Friday, October 5, 2012

Suara-Suara yang Sirna (2 dari 2)

Satu bahasa punah setiap 14 hari. Sebelum abad berganti, hampir setengah dari sekitar 7.000 bahasa yang dipakai di bumi mungkin akan punah, karena masyarakat mengganti bahasa ibunya dengan bahasa Inggris, Mandarin, atau Spanyol. Apa yang hilang ketika suatu bahasa lenyap?

Oleh Russ Rymer
Foto Oleh Lynn Johnson

Ahli bahasa telah mengidentifikasi banyak titik-utama bahasa yang tinggi tingkat keanekaragaman linguistik dan jumlah bahasa yang terancamnya (lihat peta, halaman 90-91). Banyak dari tempat ini yang merupakan tempat yang paling sulit didatangi di dunia, dan biasanya alamnya juga paling keras—seperti Arunachal Pradesh. Aka dan bahasa sekitarnya terlindung karena Arunachal Pradesh merupakan wilayah tertutup bagi orang luar. Jadi budaya mikronya yang rapuh terhindar dari arus tenaga kerja imigran, modernisasi.

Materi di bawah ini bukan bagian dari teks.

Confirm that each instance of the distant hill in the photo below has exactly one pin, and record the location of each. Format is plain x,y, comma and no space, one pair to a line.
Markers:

Kehidupan kemasyarakatan di Palizi diatur melalui cerita mite dan legenda yang berisi pelajaran akhlak. Kisah-kisah semacam ini diceritakan oleh para tetua dalam bahasa Aka yang sangat formal sehingga orang muda tidak memahaminya. Di daerah terpencil sekalipun, anak muda semakin meninggalkan bahasa ibunya akibat bahasa Hindi di televisi dan bahasa Inggris di sekolah. Sekarang jumlah penutur Aka kurang dari 2.000, termasuk dalam daftar bahasa yang terancam punah.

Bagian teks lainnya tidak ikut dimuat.